The girls are thankful and go along with the provided excuses, and most of the khalasar seems unfazed, or as unfazed as they're going to be.  Only Jorah seems to truly ignore what now is almost painfully obvious.

They hold hands and it could mean any of the things Kovarro says, maybe it means all of them.  Dany sometimes catches herself looking askance at the brunette, trying to read her features and cursing that she can’t.  She wants her explanation, but she cannot push, she knows this.

It may be a while.  Doreah only speaks when spoken to, if then.  She is polite enough when she needs to be, but she’s half a ghost, a part of her stayed behind somewhere and the rest of her suffers for it.  Everyone can see that much, at least, and they give her a wide berth.  It’s superstitious, really.

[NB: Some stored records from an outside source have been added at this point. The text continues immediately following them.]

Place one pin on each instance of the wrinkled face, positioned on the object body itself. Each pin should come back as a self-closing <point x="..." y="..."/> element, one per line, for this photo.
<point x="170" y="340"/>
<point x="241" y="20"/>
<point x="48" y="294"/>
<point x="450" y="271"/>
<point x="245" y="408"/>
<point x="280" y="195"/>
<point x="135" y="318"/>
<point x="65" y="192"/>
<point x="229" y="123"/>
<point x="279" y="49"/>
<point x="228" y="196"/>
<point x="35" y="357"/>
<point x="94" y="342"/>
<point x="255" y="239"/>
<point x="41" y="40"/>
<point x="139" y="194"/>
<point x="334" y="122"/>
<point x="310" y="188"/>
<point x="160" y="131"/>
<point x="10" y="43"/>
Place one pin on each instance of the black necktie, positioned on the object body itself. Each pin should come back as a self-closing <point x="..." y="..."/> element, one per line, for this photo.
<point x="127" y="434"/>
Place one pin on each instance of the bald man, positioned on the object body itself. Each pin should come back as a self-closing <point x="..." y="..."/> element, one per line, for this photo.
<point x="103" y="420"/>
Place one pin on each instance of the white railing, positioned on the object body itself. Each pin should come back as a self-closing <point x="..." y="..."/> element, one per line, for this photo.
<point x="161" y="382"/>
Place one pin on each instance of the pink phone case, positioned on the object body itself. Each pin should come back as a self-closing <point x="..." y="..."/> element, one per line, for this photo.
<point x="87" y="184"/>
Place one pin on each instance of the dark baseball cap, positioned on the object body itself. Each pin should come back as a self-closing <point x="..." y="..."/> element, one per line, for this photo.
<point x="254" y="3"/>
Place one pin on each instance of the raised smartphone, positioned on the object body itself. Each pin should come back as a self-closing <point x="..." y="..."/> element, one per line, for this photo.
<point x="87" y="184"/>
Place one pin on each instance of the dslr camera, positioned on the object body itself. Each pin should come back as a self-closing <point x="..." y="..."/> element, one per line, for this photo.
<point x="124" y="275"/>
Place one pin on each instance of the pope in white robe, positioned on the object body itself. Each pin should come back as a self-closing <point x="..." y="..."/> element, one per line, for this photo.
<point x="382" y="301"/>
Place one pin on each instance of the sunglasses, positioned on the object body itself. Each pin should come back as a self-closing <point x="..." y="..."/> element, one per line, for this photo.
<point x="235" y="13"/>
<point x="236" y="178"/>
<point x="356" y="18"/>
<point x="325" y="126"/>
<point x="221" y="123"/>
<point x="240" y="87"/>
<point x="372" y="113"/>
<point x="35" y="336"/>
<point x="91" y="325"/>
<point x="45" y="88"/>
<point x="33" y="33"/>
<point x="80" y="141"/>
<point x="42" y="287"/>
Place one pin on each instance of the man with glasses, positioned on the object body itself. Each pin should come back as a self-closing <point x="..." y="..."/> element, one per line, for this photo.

The day before they set out to sea, Daenerys asks Kovarro to please escort them one last time to the market.  Doreah braids her queen’s hair and has hers braided by her queen in return, and they step out just like a pair of normal women.

“I want you to pick out some things for yourself,” Daenerys says as they begin to look around the stalls.

“I don’t need anything,” Doreah replies immediately, deflecting.  “I have all I need already.”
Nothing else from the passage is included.